"Nesha menurut lo ini udah lurus atau belum?"
"Miring Nya, yang di bawah," kata Nesha setelah melihat garis pinggir Anya. Gadis itu berdecak kesal.
"Padahal udah gue ukur baik-baik perasaan. Kayaknya nih buku gambar deh yang miring." Anya mencak-mencak menyalahkan semua alat gambarnya, pasalnya sepuluh menit berlalu dia masih belum menyelesaikan empat garis itu.
"Eh, kenapa penggaris gue juga di marah-marahin? Noh, yang itu penggaris punya lo." Sebal Lia sambil menyembunyikan penggaris yang menjadi bahan amukan Anya.
"Sini gue garisin." Iris mencoba membantu.
"Apaan?! Punya lo aja belum kelar, ga mau entar tambah jelek gambar gue," ujar Anya menolak mentah-mentah kebaikan hati Iris.
Iris rolling eyes. "Terserah!"
"Sini gue biar gue aja." Chenle mengambil tempat di samping Anya lalu membantunya untuk menyempurnakan garis yang katanya tidak mau lurus seperti hidup Jisung.

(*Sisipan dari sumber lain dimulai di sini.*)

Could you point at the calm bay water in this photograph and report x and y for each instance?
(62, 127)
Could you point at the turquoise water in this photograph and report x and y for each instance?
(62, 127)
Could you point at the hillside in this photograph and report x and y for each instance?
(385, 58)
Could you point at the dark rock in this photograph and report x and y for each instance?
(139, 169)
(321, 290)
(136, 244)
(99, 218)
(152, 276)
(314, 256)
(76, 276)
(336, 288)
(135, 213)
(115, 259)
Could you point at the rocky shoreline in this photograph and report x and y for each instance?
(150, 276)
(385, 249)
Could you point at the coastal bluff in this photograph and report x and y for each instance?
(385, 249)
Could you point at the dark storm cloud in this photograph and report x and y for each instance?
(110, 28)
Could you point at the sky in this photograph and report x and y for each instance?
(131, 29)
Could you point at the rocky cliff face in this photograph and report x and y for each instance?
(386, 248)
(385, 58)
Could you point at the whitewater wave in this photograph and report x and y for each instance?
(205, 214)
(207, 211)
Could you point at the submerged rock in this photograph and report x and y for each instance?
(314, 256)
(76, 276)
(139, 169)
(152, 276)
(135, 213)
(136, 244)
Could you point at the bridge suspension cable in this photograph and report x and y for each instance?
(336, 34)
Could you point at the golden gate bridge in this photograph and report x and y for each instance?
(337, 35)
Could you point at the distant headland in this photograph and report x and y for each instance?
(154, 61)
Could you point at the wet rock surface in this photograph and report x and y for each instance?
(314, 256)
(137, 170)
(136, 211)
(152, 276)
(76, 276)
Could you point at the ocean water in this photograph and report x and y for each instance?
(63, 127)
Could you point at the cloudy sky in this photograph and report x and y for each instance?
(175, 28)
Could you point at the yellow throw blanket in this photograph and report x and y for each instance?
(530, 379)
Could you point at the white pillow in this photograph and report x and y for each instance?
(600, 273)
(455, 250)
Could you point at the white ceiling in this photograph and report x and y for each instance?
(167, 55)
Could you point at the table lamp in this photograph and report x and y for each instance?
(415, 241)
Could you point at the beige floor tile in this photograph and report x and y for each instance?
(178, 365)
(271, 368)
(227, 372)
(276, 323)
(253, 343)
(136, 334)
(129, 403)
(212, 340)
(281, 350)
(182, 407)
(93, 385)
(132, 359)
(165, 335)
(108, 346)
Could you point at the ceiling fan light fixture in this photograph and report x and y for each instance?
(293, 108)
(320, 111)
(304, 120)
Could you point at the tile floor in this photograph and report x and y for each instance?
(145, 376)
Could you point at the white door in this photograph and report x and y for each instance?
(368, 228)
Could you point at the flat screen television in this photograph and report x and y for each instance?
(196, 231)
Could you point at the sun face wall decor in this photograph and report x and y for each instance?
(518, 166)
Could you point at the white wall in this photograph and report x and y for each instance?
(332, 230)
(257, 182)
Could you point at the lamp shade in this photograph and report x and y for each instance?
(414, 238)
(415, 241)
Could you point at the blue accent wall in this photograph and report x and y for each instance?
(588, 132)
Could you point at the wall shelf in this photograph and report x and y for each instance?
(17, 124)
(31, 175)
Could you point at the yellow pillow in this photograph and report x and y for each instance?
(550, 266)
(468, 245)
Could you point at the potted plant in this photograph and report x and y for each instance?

"Gue bantuin yah?" Jisung juga menawari Iris yang tampak kesusahan, bahkan penghapusnya sudah terkikis secara kasar karena berulang kali dipakai.
"Yah, kasian yang ga punya ayang, ga ada yang bantuin," celetuk Lia setelah Iris mengangguk mempersilakan Jisung mengambil alih buku gambarnya.
"Mau gue bikinin garis kehidupan? Tapi kayaknya ga cuman miring, gue buatin yang menanjak, berbelok, barbatu lalu jalan buntu, mau?"
Iris mendesah berat mendengar pelanturan Anya, seperti yang sudah-sudah bakal ada adu kekuatan moncong. "Gue udah bersyukur sama garis kehidupan yang Tuhan buat, makasih lo atas perhatiannya."
"Oh sama-sama Mile-eak, kapan-kapan tolong balas kebaikan hati saya." Anya menjawabnya enteng.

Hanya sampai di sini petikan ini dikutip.